Сегодня мы решили остановиться на формате FictionBook2, более известном как FB2, и его «наследнике» FB3.
The emergence of the format
In the mid-1990s, enthusiasts began digitizing Soviet books. They translated and preserved literature in a variety of formats. One of the first libraries in Runet, the Maksim Moshkov Library, used a formatted text file (TXT).
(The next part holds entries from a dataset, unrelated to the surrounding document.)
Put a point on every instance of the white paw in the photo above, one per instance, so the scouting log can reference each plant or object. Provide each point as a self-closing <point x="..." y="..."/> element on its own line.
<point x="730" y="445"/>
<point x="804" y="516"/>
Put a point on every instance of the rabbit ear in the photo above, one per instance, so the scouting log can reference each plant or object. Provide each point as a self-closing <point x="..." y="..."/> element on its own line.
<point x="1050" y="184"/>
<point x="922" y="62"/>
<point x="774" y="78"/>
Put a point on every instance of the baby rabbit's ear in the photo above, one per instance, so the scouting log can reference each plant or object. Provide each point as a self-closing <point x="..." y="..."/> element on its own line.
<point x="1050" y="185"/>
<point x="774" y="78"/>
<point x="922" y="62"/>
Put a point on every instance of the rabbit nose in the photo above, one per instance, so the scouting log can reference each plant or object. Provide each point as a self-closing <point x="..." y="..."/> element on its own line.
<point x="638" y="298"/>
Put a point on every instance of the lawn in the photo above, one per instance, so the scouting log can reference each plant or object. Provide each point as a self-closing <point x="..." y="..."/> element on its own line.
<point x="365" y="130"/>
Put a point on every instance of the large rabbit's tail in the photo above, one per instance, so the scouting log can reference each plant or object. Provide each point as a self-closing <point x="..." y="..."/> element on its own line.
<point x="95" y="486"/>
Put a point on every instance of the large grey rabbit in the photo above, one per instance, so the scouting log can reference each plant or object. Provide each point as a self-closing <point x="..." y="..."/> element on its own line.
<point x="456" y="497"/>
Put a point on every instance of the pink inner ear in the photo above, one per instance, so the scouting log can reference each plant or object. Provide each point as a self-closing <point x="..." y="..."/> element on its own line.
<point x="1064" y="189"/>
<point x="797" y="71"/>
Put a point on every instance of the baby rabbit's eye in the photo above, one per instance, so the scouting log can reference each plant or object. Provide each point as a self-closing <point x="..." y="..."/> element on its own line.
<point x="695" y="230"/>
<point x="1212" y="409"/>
It was chosen in its favor because of its resistance to byte corruption and versatility – TXT opens on any operating system. However, it made it difficult to process the stored text information. For example, to go to the thousandth line you had to process 999 lines in front of it. Books were also stored in “Wordovka” documents and PDF, the latter was difficult to convert into other formats, and weak computers opened and displayed PDF-documents with delays.
HTML was also used to “store” electronic literature. It simplified indexing, conversion to other formats, and document creation (marking up text with tags), but it brought its own drawbacks. One of the most significant was the “vagueness” of the standard: it allowed certain liberties in the writing of tags. Some of them had to be closed, others (such as
) did not have to be. Tags themselves could have any order of attachment.
While this kind of work with files was discouraged – these documents were considered invalid – the standard required readers to try and display the content. This is where the difficulties arose, because each application implemented the process of “second-guessing” in its own way. At the same time, the devices and reading apps available on the market at the time understood one or two specialized formats. If a book was available in one format, it had to be reformatted in order to be read. FictionBook2, or FB2, was called upon to solve all these shortcomings, and it took care of the primary “combing” of the text and conversion.
Note that the format had a first version – FictionBook1 – but it was only experimental in nature, was short-lived, is not supported today, and has no backward compatibility. Therefore, FictionBook is most often understood as its “successor” – the FB2 format.
FB2 was created by a group of developers headed by Dmitry Gribov, who is the technical director of LitRes, and Mikhail Matsnev, the creator of the Haali Reader. The format is based on XML, which is stricter than HTML and regulates work with unclosed and enclosed tags. An XML document is accompanied by what is called an XML schema. XML Schema is a special file that contains all the tags and describes the rules for their application (sequence, nesting, mandatory and optional, etc.). In FictionBook the schema is in the file FictionBook2.xsd. You can find an example of the XML schema here (it is used by the LitRes ebookstore).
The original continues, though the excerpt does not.